An interview question - Split text into sub-strings according to rules

Question

Split text into sub-strings according to below rules:

• a) The length of each sub-string should less than or equal to M
• b) The length of sub-string should less than or equal to N (N < M) if the sub-string contains any numeric char
• c) The total number of sub-strings should be as small as possible

I have no clue how to solve this question, I guess it is related to "dynamic programming". Can anybody help me implement it using C# or Java? Thanks a lot.

Answer 1

The result of your computation will be a partitioning of the given text into short sub-strings containing numerics and long substrings not containing numerics. (This much you knew already).

You will essentially be partitioning off short subs around the numerics and then breaking everything else down into long subs as often as needed to fulfill the length criteria.

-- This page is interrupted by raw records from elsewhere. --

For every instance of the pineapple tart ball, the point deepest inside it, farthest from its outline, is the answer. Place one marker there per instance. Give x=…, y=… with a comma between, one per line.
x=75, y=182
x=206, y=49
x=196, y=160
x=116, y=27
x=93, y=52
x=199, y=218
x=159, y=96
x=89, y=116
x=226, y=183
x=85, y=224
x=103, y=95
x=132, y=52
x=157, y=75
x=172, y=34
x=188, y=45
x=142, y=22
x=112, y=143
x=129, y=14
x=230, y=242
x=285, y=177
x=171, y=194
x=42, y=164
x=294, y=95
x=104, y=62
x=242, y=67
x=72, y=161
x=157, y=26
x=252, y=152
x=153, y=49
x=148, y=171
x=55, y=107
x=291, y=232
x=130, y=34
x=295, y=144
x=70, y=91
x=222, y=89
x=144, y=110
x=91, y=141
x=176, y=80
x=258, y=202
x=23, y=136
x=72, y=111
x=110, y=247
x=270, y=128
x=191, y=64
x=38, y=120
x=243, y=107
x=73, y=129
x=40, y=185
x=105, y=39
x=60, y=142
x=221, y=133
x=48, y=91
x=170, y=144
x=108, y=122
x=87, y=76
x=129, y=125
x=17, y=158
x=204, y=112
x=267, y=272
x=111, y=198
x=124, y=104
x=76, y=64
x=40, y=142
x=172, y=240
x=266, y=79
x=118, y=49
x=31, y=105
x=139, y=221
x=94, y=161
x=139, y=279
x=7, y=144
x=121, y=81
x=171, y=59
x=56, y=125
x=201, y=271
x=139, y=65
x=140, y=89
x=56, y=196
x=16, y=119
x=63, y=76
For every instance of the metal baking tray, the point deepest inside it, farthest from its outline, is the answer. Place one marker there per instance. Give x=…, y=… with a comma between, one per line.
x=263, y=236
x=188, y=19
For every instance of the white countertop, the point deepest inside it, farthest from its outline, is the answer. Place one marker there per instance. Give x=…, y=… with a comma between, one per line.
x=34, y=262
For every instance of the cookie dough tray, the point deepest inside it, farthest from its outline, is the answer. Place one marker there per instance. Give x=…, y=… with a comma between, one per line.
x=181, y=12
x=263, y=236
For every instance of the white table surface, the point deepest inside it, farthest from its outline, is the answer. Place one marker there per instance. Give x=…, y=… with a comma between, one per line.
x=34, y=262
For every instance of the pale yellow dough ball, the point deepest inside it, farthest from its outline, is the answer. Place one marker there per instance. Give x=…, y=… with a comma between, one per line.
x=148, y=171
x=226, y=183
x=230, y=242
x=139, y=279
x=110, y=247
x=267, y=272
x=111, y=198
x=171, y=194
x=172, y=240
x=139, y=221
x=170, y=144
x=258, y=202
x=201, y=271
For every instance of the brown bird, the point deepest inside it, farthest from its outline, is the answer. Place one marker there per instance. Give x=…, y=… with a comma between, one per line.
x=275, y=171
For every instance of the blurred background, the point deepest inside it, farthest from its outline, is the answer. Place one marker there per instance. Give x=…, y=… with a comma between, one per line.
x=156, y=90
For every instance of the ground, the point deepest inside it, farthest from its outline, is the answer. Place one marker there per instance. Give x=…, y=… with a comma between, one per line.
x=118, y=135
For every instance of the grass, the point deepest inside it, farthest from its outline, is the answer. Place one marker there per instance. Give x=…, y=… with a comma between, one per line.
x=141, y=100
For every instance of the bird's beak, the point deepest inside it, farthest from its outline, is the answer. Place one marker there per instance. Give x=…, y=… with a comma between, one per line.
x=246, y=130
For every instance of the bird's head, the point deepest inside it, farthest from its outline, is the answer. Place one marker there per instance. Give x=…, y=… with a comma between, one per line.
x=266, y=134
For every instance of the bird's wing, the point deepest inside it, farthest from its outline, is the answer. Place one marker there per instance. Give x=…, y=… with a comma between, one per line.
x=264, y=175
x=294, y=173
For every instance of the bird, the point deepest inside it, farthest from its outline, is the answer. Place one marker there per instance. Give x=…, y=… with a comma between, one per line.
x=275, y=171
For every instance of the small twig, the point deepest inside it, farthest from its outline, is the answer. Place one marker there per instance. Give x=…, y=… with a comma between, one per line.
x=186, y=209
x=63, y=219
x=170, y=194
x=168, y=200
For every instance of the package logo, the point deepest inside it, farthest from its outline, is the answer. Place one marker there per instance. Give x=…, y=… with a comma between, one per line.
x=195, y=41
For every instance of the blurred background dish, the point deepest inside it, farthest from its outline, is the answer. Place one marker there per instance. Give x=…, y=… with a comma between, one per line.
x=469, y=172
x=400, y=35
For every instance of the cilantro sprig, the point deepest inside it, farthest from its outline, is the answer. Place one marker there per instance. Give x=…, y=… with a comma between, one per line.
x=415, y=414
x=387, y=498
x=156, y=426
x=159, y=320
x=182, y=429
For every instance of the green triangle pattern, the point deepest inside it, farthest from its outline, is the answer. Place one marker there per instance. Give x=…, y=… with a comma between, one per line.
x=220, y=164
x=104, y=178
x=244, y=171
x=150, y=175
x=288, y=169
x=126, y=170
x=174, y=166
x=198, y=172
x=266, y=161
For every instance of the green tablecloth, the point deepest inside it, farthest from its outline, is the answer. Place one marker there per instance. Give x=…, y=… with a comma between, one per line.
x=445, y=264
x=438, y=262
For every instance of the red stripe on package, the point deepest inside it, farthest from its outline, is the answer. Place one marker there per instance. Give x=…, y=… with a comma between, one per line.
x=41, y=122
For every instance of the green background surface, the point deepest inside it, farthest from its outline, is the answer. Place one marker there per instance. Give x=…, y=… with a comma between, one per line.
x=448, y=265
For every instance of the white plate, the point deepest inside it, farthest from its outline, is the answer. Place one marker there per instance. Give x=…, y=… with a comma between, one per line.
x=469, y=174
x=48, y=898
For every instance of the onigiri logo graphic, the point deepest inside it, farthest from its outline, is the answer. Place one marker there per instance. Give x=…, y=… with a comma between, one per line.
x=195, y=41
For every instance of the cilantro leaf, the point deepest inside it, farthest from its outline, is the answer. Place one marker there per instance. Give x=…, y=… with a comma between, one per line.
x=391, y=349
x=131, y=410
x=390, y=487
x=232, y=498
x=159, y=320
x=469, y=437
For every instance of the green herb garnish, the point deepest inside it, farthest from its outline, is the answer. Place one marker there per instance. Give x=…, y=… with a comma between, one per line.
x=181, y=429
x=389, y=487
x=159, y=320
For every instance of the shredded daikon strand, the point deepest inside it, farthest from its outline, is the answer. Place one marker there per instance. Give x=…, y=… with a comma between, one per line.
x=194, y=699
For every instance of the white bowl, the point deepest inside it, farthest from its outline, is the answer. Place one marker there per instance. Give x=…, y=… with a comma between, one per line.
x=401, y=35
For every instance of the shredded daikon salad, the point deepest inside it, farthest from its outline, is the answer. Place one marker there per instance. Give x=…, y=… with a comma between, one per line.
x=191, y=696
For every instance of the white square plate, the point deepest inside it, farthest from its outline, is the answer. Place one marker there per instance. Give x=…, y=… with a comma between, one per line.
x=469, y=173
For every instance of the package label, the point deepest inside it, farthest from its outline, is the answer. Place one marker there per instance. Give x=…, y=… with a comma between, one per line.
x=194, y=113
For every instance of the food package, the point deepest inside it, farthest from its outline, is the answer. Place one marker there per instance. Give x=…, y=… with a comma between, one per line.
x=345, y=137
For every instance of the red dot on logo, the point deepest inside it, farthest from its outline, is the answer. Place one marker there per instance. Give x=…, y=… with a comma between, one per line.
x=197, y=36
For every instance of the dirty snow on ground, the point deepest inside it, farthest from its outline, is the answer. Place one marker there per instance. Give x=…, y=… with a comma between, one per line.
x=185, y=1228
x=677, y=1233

Your freedom, i.e. what you can manipulate to improve your result, is to select which characters to include with a numeric. If N = 3, then for every numeric you get the choice of XXN, XNX or NXX. If M is 5 and you have 6 characters before your first numeric, you'll want to include at least one of those characters in your short sub so you won't end up with two "long" strings to the left of your "short" one when you could have just one instead.

As a first approximation, I'd go with extending your "short" strings leftwise far enough to avoid redundant "long" strings. This is a typical "greedy" approach, and greedy approaches often yield optimal or almost-optimal results. To do even better than that would not be easy, and I'm not going to try to figure out how to go about that.

Answer 2

Idea

A greedy approach is the way to go:

• If the current text is empty, you're done.
• Take the first N characters. If any of them is a digit then this is a new substring. Chop it off and go to beginning.
• Otherwise, extend the digitless segment to at most M characters. This is a new substring. Chop it off and go to beginning.

Proof

Here's a reductio-ad-absurdum proof that the above yields an optimal solution. Assume there is a better split than the greedy split. Let's skip to the point where the two splits start to differ and remove everything before this point.

Case 1) A digit among the first N characters.

Assume that there is an input for which chopping off the first N characters cannot yield an optimal solution.

Greedy split:   |--N--|...
A better split: |---|--...
                      ^
                      +---- this segment can be shortened from the left side

However, the second segment of the putative better solution can be always shortened from the left side, and the first one extended to N characters, without altering the number of segments. Therefore, a contradiction: this split is not better than the greedy split.

Case 2) No digit among the first K (N < K <= M) characters.

Assume that there is an input for which chopping off the first K characters cannot yield an optimal solution.

Greedy split:   |--K--|...
A better split: |---|--...
                      ^
                      +---- this segment can be shortened from the left side

Again, the the "better" split can be transformed, without altering the number of segments, to the greedy split, which contradicts the initial assumption that there is a better split than the greedy split.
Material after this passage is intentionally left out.